The electronic media are in a position to break the monopoly of the Malaysian, and in particular the Sarawak print media, many of which are controlled or influenced by the timber industry."
Developed countries can be a strong advocate for the forests of Borneo, if they step-up. Straumann explains that currently "the European Union is negotiating a "Voluntary Partnership Agreement" on timber trade issues with Malaysia.
European Citizens can pressure their governments not to relent to the lobbying of the Malaysian timber industry, which, on a worldwide scale, is playing a leading role in the destruction of the World's tropical forests - not only in Malaysia, but also in countries like Gabon, Guyana, Papua New Guinea."
Recently, a Malaysian company was stopped from deforesting 70% of Woodlark Island in Papua New Guinea for palm oil plantations because the plan was protested heavily by islanders and internationals.
Straumann describes Interhill as "one of the worst logging companies operating on Penan lands...[which] are now reinvesting their profits from the Penan's forests in a big hotel project." In 1984 when Manser went to Sarawak, 45% of its forest remained. Today, the figure is less than 10%. "In an overall view, things have clearly become worse for the Penan people," Straumann told Mongabay.

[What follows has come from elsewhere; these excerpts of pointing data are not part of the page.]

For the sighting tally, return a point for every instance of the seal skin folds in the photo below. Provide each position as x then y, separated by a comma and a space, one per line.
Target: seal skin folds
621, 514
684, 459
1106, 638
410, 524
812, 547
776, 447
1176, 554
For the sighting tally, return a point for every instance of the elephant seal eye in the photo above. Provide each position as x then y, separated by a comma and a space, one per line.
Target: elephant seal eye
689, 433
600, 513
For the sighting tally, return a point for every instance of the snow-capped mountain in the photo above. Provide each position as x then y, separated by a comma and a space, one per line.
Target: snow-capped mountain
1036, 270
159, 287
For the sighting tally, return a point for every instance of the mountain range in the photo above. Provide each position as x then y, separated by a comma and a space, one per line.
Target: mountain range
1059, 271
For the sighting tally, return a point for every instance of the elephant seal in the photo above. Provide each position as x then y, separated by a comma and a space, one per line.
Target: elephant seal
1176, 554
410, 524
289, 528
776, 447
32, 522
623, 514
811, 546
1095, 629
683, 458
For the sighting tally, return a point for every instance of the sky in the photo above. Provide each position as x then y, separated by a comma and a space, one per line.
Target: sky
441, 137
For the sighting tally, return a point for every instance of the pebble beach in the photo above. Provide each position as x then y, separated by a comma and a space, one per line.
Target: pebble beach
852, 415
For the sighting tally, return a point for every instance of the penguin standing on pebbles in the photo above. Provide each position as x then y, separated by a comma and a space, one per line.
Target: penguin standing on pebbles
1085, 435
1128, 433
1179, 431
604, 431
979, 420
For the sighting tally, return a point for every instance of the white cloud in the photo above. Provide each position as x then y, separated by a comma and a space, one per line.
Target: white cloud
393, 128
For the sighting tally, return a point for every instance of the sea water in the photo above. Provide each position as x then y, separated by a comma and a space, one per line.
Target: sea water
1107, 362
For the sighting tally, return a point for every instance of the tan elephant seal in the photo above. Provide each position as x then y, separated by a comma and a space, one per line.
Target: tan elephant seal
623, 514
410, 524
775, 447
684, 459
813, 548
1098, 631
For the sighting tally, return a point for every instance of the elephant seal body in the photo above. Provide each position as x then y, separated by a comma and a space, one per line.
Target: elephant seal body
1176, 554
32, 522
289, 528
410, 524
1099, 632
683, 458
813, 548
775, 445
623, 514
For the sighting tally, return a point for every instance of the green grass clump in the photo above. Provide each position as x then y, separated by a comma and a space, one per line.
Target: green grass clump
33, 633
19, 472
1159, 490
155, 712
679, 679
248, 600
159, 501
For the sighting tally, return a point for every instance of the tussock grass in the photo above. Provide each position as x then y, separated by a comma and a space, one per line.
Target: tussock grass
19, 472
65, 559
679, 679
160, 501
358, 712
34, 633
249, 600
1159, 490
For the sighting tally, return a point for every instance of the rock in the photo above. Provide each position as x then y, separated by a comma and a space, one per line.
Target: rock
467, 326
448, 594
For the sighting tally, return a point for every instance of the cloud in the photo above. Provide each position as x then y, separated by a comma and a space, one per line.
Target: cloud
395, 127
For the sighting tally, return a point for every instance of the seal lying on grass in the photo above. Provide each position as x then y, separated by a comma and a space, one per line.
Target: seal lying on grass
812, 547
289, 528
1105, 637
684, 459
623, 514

"After some ninety percent of Sarawak's forests have been logged, plantation projects, in particular for oil palm, and new hydropower schemes are new threats to the Penan's livelihood.
The combination of unrelenting deforestation and new rising threats to the region, creates a situation that probably would've spurred Bruno Manser into some daring action.
As it stands, if the situation on the ground doesn't change, his photos may be the best evidence of the lives the Penan peoples once possessed and the forest that used to be.